I don't think so, in the sense of a hand-optimized CUDA implementation. This just using the MLX API in the same way that you'd use CUDA via PyTorch or something.

mac-mc · on Dec 13, 2023

Apple would need to make rackmount versions of the machines with replaceable storage and maybe RAM and would really need to really beef up their headless management systems of the machines before they start becoming competitive.

Otherwise you need a whole bunch of custom mac mini style racks and management software which really increases costs and lead times. If you don't believe me, look how expensive AWS macOS machines are compared to linux ones with equivalent performance.

poyu · on Dec 13, 2023

They already make rack mount Mac Pros. But yeah they need to up their game on the management software

mac-mc · on Dec 18, 2023

Those are not efficient at all for a data center on size and cost compared to equivalent mac minis or studios on a tray. The rackmount format was made for music production and is very quiet for that reason.

rfoo · on Dec 13, 2023

> but I can't think of a single one for Apple Silicon.

The post here is exactly one for Apple Silicon. It compared a naive implementation in PyTorch which may not even keep 4090 busy (for smaller/not-that-compute-intensive models having the entire computation driven by Python is... limiting, which is partly why torch.compile gives amazing improvements) to a purposedly-optimized one (optimized for both CPU/GPU efficiency) for Apple Silicon one.

brucethemoose2 · on Dec 14, 2023

The pytorch performance is awful though.
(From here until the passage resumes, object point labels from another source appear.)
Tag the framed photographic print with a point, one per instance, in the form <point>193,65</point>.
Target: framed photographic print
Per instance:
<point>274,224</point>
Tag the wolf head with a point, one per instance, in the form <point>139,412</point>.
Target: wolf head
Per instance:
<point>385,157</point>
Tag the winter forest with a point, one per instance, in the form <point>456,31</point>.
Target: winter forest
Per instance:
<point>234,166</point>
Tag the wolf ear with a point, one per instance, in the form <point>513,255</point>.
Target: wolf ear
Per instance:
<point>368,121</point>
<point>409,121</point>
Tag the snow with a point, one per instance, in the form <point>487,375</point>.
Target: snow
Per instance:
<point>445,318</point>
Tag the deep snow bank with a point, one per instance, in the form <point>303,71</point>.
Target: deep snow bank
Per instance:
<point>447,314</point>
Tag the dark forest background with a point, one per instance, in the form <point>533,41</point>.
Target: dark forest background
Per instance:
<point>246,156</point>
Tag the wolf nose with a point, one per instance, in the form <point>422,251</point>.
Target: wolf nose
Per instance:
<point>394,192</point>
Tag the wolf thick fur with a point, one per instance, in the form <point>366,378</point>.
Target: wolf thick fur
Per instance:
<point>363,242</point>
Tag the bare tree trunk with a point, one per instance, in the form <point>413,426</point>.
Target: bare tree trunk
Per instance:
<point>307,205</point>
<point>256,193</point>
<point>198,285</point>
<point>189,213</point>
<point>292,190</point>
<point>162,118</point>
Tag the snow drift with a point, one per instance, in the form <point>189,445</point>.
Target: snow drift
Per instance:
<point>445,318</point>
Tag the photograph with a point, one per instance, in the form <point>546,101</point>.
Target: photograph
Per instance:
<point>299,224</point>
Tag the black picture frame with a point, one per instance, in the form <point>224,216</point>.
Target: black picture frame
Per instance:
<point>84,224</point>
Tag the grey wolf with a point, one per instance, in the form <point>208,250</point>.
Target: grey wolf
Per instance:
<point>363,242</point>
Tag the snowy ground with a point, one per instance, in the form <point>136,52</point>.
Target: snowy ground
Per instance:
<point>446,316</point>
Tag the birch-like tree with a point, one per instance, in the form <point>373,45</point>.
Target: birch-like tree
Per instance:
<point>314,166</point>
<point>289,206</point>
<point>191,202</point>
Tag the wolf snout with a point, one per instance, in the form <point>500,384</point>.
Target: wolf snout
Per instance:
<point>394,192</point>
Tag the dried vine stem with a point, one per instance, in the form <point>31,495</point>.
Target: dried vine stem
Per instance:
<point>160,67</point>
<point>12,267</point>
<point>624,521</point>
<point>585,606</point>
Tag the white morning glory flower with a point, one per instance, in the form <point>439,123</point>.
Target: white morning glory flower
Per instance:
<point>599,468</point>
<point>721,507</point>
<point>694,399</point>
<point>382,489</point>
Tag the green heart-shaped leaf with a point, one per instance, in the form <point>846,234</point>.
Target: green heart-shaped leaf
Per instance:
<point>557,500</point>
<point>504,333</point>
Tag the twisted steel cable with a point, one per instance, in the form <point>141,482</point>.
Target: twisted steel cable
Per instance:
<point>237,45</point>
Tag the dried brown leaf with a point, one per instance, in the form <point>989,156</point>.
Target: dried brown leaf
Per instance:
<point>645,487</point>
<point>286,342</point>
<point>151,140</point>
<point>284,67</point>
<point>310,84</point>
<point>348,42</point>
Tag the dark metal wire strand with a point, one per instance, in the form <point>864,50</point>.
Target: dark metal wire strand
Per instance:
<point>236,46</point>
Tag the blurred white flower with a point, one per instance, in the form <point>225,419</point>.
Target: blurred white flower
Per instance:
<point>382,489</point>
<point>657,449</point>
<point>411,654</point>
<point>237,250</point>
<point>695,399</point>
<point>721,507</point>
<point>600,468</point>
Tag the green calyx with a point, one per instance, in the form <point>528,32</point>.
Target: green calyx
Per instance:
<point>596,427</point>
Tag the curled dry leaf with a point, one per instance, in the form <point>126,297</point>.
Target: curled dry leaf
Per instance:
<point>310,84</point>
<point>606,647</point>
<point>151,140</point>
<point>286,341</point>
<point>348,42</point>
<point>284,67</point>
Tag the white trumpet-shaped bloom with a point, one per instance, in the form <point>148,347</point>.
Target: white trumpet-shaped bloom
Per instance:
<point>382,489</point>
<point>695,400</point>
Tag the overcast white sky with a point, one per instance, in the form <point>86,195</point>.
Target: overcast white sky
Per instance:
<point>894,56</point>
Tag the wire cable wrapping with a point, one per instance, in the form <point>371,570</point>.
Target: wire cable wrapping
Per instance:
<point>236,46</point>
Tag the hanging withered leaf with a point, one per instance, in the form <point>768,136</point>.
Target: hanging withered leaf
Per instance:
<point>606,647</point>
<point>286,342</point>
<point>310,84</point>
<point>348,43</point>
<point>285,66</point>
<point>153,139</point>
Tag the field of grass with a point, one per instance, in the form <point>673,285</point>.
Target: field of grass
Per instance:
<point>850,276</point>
You'd have to be kinda crazy to not use an optimized implementation.

MBCook · on Dec 13, 2023

I wouldn’t be surprised a $2k top of the line GPU is a match/better than the built in accelerator on a Mac. Even if the Mac was slightly faster you could just stick multiple GPUs in a PC.

To me the news here is how well the Mac runs without needing that additional hardware/large power draw on this benchmark.

NorwegianDude · on Dec 14, 2023

The power draw is not impressive here. Sure, it's low, but if you account for performance/W then the GPU is much more efficient.